Introduction
Today I will briefly introduce you the PyTorch model-specific deployment tool. This tool is called TorchServe, recently developed so the repo is less star than Tensorflow Serving and the bug is more.. Link Git repo: https://github.com/pytorch/serve
TorchServe system diagram
As shown above, TorchServe system is divided into 3 parts: API, Core (Backend & Frontend), Model Storage.
The API will be divided into two parts: Management API and Inference API, the first will manage the state of the query, the state of the model, the number of workers, the second is where the user request is received.
In the core of TorchServe there are 2 parts: Frontend and Backend.
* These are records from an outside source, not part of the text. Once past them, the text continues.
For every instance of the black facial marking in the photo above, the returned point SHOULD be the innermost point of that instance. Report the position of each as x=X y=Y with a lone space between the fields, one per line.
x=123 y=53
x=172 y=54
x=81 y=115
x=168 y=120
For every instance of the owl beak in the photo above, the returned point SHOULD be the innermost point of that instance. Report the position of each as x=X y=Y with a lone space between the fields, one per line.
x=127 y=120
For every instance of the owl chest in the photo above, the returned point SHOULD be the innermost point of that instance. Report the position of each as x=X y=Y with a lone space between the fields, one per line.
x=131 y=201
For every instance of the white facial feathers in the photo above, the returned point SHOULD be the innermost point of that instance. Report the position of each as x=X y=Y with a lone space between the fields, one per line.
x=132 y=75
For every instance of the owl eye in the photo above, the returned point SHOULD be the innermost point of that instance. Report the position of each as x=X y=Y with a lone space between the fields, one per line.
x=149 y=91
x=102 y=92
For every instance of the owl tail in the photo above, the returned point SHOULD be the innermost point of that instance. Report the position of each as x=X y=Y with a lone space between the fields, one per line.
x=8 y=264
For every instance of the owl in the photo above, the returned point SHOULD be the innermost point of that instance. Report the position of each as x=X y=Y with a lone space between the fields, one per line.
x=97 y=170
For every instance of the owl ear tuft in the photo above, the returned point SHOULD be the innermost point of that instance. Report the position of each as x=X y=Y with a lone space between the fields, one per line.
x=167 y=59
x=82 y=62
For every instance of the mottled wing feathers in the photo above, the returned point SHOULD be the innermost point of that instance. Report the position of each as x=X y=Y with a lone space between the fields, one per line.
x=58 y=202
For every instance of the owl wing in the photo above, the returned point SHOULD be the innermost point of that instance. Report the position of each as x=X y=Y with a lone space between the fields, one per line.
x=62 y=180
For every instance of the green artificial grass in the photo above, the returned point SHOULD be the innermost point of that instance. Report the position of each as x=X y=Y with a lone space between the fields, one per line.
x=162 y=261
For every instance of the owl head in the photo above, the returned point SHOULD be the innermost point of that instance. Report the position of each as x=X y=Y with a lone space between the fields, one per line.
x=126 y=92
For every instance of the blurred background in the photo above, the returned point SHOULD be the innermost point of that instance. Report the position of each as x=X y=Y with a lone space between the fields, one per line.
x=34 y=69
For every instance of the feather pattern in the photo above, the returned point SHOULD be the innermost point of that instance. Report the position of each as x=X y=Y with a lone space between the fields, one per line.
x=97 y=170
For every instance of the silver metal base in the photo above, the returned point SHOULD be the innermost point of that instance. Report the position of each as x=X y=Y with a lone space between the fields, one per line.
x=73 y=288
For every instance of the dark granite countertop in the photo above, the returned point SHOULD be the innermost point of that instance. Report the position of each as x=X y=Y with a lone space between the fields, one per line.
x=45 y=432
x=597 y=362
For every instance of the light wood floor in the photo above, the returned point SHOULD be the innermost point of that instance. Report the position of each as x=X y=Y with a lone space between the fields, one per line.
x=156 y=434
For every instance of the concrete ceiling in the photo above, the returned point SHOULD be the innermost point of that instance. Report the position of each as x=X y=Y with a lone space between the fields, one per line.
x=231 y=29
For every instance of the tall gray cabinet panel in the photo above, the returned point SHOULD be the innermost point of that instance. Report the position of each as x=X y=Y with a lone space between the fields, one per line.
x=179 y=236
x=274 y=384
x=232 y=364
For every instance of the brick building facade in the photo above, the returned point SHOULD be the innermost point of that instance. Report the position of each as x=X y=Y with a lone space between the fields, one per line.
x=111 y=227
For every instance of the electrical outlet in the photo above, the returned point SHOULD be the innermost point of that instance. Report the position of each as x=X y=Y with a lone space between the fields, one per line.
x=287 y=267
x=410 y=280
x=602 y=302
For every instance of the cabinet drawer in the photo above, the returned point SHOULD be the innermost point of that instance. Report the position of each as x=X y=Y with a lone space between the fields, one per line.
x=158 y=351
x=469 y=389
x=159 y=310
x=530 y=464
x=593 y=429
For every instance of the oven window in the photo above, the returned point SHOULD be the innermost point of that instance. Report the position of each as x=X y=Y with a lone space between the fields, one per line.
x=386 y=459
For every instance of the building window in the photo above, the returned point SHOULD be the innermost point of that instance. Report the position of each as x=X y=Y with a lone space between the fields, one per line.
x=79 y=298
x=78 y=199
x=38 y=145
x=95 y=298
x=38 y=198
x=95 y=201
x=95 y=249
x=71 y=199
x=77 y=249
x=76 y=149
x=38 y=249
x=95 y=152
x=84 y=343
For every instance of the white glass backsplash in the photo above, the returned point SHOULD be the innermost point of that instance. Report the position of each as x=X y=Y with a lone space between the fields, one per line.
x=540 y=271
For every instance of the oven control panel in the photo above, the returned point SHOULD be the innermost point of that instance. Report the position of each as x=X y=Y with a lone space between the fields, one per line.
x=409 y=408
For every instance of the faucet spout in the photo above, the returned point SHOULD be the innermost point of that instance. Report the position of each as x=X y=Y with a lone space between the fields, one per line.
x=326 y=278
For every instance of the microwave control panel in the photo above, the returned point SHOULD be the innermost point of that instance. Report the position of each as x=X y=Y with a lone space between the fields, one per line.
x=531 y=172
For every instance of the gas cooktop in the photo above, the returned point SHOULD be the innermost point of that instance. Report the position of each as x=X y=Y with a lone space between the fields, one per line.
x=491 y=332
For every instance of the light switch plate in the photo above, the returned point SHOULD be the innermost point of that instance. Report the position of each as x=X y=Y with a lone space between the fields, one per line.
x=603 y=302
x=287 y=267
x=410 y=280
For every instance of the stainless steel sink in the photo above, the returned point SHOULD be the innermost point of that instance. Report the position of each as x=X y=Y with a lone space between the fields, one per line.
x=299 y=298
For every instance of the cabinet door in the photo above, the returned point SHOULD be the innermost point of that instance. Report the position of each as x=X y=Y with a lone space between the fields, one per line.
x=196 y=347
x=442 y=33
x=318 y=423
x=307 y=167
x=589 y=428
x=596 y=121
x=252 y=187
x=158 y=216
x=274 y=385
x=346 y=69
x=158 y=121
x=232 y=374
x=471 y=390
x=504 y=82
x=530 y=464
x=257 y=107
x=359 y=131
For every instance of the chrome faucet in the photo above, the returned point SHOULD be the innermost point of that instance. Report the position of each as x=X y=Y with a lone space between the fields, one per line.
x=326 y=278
The frontend receives the user’s request if multiple requests are batching and return the request status logs. These batch requests pass the inference endpoint to the backend, where the backend splits the batch requests to each worker process, each worker managing an instance of the trained model.
So where does the model get? Of course, in the model storage, there are many models used for different tasks: Classification, Detection, Segmentation, … Each model will have many different versions. TorchServe will automatically load the model based on the user’s config.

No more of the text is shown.